Error on the NVMe disk when installing Arch Linux

Breizh · March 4, 2024, 6:49pm

Hello,

I’m trying to install Arch Linux on my Framework 16, but after the installation, when I boot on the newly installed system, it fails to mount the EFI partition on /boot, and the root filesystem (Btrfs) switches to read-only.

On the occasions when I’ve managed to get a shell despite the errors, I’ve noticed an error similar to the one mentioned on this topic: Nvme0: controller is down; will reset

I tried the nvme_core.default_ps_max_latency_us=0 workaround, it didn’t change anything.

I tried to install Fedora since it’s officially supported, and I get errors on boot too, but I couldn’t have a shell, so I don’t have the exact cause.

I tried other systems, like Ubuntu 22.04 LTS, it didn’t seems to have this problem. Linux Mint neither. Even Fedora XFCE worked correctly.

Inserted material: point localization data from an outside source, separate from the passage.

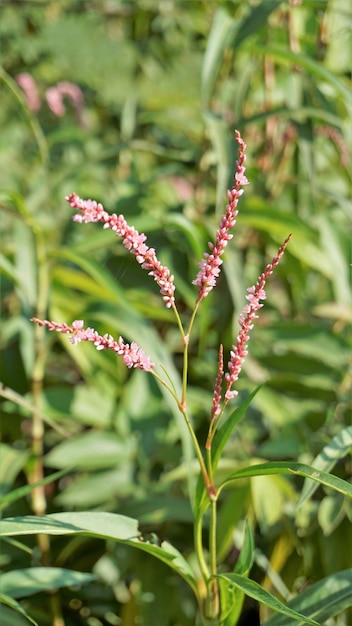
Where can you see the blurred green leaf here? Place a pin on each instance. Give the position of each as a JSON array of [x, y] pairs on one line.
[[333, 452], [323, 600], [255, 591], [25, 582]]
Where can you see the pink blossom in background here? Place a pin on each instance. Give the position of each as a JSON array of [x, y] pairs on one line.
[[92, 211], [254, 295], [210, 264], [29, 87], [132, 354], [55, 99]]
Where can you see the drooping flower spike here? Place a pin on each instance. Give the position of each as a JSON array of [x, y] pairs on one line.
[[210, 264], [92, 211], [254, 295], [132, 354]]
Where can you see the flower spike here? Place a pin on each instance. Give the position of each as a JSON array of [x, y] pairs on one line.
[[92, 211], [132, 354], [210, 264], [254, 295]]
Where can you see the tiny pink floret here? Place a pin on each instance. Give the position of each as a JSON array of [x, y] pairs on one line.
[[240, 349], [92, 211], [210, 264]]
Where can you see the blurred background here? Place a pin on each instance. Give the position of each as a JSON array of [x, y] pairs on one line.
[[134, 104]]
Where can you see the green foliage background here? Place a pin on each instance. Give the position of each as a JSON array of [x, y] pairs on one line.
[[164, 85]]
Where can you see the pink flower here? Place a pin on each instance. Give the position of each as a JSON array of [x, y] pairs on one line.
[[239, 350], [92, 211], [210, 264], [132, 354]]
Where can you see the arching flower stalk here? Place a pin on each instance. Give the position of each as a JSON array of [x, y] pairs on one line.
[[92, 211], [132, 354], [210, 264]]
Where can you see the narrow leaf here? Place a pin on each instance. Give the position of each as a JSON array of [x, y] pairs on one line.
[[8, 601], [336, 449], [255, 591], [299, 469], [22, 583], [323, 600]]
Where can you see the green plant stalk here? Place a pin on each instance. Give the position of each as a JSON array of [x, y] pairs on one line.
[[37, 472]]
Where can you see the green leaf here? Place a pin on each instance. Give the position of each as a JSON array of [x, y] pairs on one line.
[[91, 451], [323, 600], [232, 597], [102, 525], [255, 19], [219, 443], [8, 601], [299, 469], [221, 31], [19, 493], [12, 462], [223, 434], [336, 449], [21, 583], [315, 69], [255, 591]]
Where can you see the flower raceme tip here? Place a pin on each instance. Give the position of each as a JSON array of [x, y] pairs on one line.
[[132, 354], [92, 211], [210, 264]]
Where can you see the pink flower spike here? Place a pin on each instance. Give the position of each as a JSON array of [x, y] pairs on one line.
[[92, 211], [132, 354], [210, 264], [240, 349]]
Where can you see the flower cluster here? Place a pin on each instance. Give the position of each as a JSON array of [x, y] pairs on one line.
[[92, 211], [210, 264], [254, 295], [132, 354]]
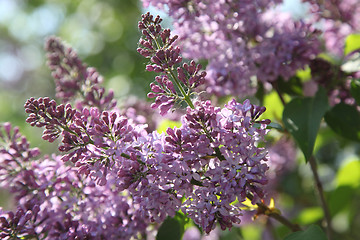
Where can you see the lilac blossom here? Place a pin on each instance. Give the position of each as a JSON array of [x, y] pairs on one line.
[[55, 201], [221, 160], [241, 40], [177, 82], [73, 79]]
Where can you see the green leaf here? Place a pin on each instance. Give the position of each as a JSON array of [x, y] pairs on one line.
[[352, 43], [349, 175], [165, 124], [171, 228], [355, 90], [345, 121], [292, 86], [302, 117], [310, 215], [313, 232]]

And when I’m using a live USB (even the Arch one), I can access and use the disks normally, the installation don’t cause any problem, and after chrooting into it, everything works correctly.

So my guess is that it’s linked to the kernel or a kernel parameter, but under Arch even with kernel-lts I have the same problem and I don’t find any other option that can be linked to this. Maybe it’s because of Btrfs (since both my Arch setup and Fedora are using it), but Linux Mint on a Btrfs worked well.

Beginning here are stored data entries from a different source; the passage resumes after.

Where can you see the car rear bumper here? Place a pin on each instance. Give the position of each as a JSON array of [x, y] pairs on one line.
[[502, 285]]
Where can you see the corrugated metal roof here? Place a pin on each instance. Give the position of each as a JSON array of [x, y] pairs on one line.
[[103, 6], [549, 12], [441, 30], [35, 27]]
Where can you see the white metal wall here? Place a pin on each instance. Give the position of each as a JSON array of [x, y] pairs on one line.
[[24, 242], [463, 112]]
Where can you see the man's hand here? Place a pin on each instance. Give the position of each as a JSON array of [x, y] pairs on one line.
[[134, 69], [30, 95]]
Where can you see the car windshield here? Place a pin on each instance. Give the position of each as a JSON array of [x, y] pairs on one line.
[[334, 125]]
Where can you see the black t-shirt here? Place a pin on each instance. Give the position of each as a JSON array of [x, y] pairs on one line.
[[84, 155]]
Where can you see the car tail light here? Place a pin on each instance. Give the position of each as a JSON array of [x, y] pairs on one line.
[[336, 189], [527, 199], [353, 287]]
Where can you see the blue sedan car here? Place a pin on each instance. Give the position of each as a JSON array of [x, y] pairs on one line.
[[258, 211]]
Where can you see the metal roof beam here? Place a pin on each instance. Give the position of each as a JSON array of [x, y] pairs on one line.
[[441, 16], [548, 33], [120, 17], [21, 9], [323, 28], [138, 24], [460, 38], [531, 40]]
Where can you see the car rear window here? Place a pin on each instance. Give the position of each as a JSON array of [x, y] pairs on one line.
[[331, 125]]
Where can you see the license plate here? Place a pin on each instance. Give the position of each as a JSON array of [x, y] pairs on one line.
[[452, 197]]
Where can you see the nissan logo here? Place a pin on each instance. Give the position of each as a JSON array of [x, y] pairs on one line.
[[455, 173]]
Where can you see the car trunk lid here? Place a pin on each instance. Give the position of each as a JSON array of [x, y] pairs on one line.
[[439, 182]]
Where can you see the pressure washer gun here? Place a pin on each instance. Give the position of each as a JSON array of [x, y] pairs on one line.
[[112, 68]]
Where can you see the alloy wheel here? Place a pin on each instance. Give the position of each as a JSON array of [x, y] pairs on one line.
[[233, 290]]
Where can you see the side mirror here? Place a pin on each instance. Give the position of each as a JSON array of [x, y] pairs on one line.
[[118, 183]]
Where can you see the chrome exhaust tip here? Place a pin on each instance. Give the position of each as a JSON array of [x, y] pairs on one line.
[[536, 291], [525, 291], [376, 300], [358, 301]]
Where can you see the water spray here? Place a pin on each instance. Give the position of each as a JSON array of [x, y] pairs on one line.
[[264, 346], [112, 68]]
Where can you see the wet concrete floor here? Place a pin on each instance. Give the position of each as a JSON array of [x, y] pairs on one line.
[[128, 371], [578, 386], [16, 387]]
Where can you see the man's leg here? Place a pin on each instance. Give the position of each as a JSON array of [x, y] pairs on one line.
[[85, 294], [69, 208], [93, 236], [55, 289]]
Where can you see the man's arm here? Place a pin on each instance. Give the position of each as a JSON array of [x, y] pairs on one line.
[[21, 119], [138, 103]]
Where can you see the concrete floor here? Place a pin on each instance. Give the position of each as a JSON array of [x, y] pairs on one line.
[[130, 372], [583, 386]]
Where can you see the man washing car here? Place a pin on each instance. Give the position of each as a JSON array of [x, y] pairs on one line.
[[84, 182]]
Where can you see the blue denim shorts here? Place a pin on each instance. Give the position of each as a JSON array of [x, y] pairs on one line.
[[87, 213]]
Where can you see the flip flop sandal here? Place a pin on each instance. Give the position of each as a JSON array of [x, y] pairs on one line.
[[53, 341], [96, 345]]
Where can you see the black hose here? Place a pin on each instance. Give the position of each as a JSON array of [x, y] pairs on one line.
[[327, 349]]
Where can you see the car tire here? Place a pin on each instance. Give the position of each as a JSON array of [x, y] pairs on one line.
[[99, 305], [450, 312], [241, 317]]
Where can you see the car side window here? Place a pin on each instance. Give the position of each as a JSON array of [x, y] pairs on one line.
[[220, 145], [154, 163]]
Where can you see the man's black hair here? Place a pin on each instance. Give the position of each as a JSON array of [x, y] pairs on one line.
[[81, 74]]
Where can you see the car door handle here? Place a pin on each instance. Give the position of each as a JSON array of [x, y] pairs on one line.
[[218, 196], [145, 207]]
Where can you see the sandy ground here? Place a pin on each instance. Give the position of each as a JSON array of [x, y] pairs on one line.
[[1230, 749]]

Both NVMe are affected (the 2280 is a WD SN770, I’ve updated its firmware, it doesn’t change anything, the 2230 is a WD SN740, there’s no firmware update available, I bought both of them with the computer, they are the ones sold by Framework).

I’m starting to despair a bit, have other people encountered this problem, and/or know what else I can try, either to try to fix or to get more informations on the problem? (since I can’t access the system if it fails at boot, and log nothing useful since the filesystem is read-only)

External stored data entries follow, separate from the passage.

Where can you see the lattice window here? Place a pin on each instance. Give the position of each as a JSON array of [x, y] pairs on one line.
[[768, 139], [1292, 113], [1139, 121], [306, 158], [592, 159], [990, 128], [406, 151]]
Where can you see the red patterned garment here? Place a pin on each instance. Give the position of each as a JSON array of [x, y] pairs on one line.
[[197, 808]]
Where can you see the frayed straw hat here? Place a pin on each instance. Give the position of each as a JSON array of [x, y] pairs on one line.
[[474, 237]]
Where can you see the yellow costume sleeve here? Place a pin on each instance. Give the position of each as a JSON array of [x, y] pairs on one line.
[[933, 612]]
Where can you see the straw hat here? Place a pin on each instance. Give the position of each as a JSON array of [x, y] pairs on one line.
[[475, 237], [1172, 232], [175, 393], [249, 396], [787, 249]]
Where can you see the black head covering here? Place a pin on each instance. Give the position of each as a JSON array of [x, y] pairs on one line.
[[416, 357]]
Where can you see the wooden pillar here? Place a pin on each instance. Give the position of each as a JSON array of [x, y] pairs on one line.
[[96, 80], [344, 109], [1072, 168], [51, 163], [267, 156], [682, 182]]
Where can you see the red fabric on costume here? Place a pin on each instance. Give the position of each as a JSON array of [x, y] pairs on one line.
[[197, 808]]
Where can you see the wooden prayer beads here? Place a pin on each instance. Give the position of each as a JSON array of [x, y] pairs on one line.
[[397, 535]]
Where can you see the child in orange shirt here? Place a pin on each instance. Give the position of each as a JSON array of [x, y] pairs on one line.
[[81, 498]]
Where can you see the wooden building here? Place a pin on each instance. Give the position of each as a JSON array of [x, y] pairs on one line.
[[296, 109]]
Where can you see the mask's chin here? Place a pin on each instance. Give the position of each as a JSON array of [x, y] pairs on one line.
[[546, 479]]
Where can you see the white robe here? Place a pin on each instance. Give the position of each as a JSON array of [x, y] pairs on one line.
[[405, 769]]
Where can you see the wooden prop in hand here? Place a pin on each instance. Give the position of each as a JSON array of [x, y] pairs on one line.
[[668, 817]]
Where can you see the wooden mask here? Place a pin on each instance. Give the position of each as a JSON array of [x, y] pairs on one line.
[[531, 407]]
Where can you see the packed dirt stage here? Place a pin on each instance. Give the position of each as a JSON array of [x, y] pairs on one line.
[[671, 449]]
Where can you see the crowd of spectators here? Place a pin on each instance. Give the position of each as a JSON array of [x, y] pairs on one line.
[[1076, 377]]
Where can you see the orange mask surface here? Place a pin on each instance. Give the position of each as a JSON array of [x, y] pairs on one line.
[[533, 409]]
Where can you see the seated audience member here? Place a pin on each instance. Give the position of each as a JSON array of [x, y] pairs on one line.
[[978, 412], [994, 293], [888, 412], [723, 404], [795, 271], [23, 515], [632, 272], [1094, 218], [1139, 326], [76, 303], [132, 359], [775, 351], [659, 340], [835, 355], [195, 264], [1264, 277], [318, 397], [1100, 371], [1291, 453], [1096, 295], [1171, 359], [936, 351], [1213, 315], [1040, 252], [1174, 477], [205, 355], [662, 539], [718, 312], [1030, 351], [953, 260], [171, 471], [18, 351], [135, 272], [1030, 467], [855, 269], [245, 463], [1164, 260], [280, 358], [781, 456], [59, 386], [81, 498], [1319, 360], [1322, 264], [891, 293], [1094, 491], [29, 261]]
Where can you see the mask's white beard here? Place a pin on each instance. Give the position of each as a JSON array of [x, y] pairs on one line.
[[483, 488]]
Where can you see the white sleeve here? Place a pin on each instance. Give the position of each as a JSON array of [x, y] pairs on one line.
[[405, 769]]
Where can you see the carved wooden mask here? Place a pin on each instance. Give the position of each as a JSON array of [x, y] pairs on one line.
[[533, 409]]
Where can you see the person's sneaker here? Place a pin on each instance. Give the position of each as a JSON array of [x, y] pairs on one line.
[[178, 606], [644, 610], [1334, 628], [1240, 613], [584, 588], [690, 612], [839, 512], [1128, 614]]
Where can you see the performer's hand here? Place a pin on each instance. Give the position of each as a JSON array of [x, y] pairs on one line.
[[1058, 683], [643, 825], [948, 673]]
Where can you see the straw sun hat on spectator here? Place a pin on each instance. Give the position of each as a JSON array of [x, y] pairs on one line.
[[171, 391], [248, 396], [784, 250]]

I’ll try to install Arch on an ext4 filesystem, just in case, but since the problem seems to be random, if it’s indeed the problem of power-saving modes, maybe the setups that were working were working by chance, and the only flaw in Btrfs is that it causes it almost systematically, instead of only once in a while…

RandomRanger · March 4, 2024, 6:53pm

I can say I’ve had no issues like this on my arch install. I simply dropped the ssd in from the old laptop and it worked (after disabling secure boot). Idk if that’s worth anything to you, but I figured I’d share.

Breizh · March 4, 2024, 7:55pm

I installed Arch on ext4, on an LVM RAID1, it seems to be working properly for now… I’ll try using mainly this PC over the next few days to see if it actually solves the problem or just reduces its frequency of occurrence.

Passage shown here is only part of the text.